1) Poster des liens vers des articles qui apportent / nourrissent des réflexions sur les enjeux de la traduction littéraire ;
2) S'interroger précisément sur les traductions à privilégier.
Je commence avec cet article intéressant sur les traductions de Dostoïevski par André Markowicz :
Les raisons qui poussent à retraduire une œuvre sont multiples : les traductions précédentes peuvent se révéler parcellaires ou très approximatives, ou le texte original enrichi d’une nouvelle version. Le plus souvent c’est la langue qui évolue, rendant obsolètes certaines traductions. Mais la langue seule ne change pas, c’est aussi le cas des outils à la portée du traducteur, toujours plus performants, ainsi que des normes de traductions (dans le cas des noms propres, par exemple).

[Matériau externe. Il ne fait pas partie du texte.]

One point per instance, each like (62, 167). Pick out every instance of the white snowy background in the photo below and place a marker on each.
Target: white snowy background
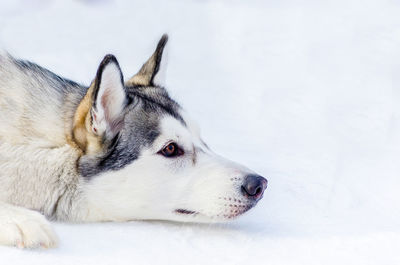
(307, 93)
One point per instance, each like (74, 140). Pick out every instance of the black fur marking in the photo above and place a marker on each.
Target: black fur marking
(140, 128)
(109, 58)
(159, 51)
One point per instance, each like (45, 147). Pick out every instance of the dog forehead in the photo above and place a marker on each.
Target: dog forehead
(185, 130)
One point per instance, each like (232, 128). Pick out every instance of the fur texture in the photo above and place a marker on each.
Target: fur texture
(83, 154)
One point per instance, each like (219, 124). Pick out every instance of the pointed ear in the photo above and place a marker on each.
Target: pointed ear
(153, 71)
(99, 116)
(109, 97)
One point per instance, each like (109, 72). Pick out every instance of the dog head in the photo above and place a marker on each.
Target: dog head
(144, 157)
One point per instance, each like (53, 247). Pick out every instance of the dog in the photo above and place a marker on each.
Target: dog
(114, 151)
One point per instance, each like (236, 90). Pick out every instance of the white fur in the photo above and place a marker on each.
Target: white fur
(110, 99)
(153, 186)
(25, 228)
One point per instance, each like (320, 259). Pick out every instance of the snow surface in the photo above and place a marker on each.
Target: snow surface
(307, 93)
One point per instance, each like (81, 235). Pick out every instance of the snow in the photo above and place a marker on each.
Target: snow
(307, 93)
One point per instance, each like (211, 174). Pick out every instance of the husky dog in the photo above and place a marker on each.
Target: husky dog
(115, 151)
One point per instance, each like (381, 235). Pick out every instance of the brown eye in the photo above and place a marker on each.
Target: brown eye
(171, 150)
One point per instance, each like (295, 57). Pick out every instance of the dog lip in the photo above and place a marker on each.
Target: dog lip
(184, 211)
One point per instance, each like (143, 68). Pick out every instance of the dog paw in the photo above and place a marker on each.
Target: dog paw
(25, 229)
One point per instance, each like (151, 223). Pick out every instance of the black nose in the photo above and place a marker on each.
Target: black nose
(253, 186)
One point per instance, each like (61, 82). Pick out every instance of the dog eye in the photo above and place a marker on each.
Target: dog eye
(171, 150)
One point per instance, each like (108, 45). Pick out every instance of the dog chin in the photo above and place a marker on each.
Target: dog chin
(230, 212)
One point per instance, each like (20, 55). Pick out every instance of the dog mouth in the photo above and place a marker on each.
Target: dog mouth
(231, 211)
(185, 212)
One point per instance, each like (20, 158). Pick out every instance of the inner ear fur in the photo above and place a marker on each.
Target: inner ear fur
(89, 139)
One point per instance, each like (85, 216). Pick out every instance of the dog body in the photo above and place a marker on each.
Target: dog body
(114, 151)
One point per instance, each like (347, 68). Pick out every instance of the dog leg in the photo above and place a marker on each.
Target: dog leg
(25, 228)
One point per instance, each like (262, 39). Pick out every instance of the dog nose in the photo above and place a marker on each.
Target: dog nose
(253, 186)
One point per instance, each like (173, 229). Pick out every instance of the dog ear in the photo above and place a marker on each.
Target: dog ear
(153, 71)
(99, 116)
(108, 98)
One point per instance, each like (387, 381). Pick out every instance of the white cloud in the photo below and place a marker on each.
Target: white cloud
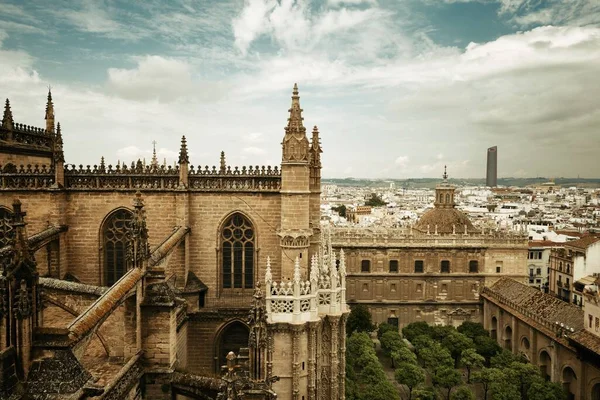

Quand on l’interroge sur son métier, la réponse est simple : « Le traducteur est un imposteur » . Ainsi avoir lu une traduction ne signifie pour lui en aucun cas avoir découvert Dostoïevski et il regrette que cela ne soit pas acquis pour une majorité de lecteurs. Selon lui, le texte produit par le traducteur est rempli d’intentions qui diffèrent de celles de l’auteur. André Markowicz considère ainsi la traduction comme une interprétation et comme une création, au même titre qu’une mise en scène, car un livre n’aurait pas de réalité objective : Dostoïevski peut connaître autant d’interprétations que de lecteurs
Il déplore les efforts fournis depuis la découverte de Dostoïevski pour adapter, franciser, policer le texte original afin de le plier aux normes littéraires et grammaticales françaises. Ces traductions reflètent selon lui davantage une époque littéraire française plutôt que celle du texte original.
Il revendique en outre la maladresse de style, et n’hésite pas à reproduire les répétitions du texte russe, pourtant honnies en français, au motif que la norme du « bien écrire » n’a jamais préoccupé Dostoïevski. Il privilégie ainsi une langue quasi-rustique, n’hésitant pas à supprimer le « ne » de la négation, inexistant en russe, ni à employer le « on » à la place du « nous », ou encore à supprimer allègrement les conjonctions de coordination entre les propositions. L’effet recherché est un rapprochement du lecteur au personnage sans qu’il y ait besoin d’avoir recours au style indirect libre, un effacement de la frontière qui sépare habituellement la narration et les dialogues.
La comparaison d’un même extrait de L’idiot traduit par trois traducteurs de différentes époques permet de mesurer l’évolution de la traduction ainsi que l’application du parti pris linguistique radical d’André Markowicz :
« Avec ce bijou en poche, je me rendis chez Zaliojev. ‘Allons, mon ami, lui dis-je, accompagne-moi chez Nastassia Philippovna’. Nous y allâmes. ».
Traduction d’Albert Mousset, Bibliothèque de la Pléiade, 1953
« Avec les pendants d’oreilles je cours chez Zaliojev : Ceci et cela, mon cher, allons vite chez Anastasie. Nous voilà partis. ».
Traduction de Pierre Pascal, GF-Flammarion, 1977
« Avec mes pendants d’oreilles, je cours chez Zaliojev ; voilà, mon vieux, c’est ça et ça, on va chez Nastassia Filippovna. On y va donc. ».
Traduction d’André Markowicz, Actes Sud, 1993
On note d’abord la disparition du passé simple (temps inexistant en russe) au profit du présent : « nous y allâmes », « nous voilà partis », « on y va donc », ainsi que le progressif abandon d’un vocabulaire châtié au bénéfice d’expressions de plus en plus familières : « Allons mon ami », « Ceci et cela, mon cher », « Voilà, mon vieux ». La phrase lissée par Albert Mousset se fait de plus en plus irrégulière et atteint chez Markowicz une forme particulièrement saccadée, qu’une confrontation avec le texte original a permis d’établir conforme au rythme de la phrase russe. On relève enfin l’évolution de la traduction des noms propres, qui, après une francisation provisoire, revient à une simple translittération du russe. Bien qu’aujourd’hui les traductions d’André Markowicz fassent autorité, cette brève comparaison fait prendre conscience du provisoire de toute traduction ainsi que de la nécessité de régulières retraductions.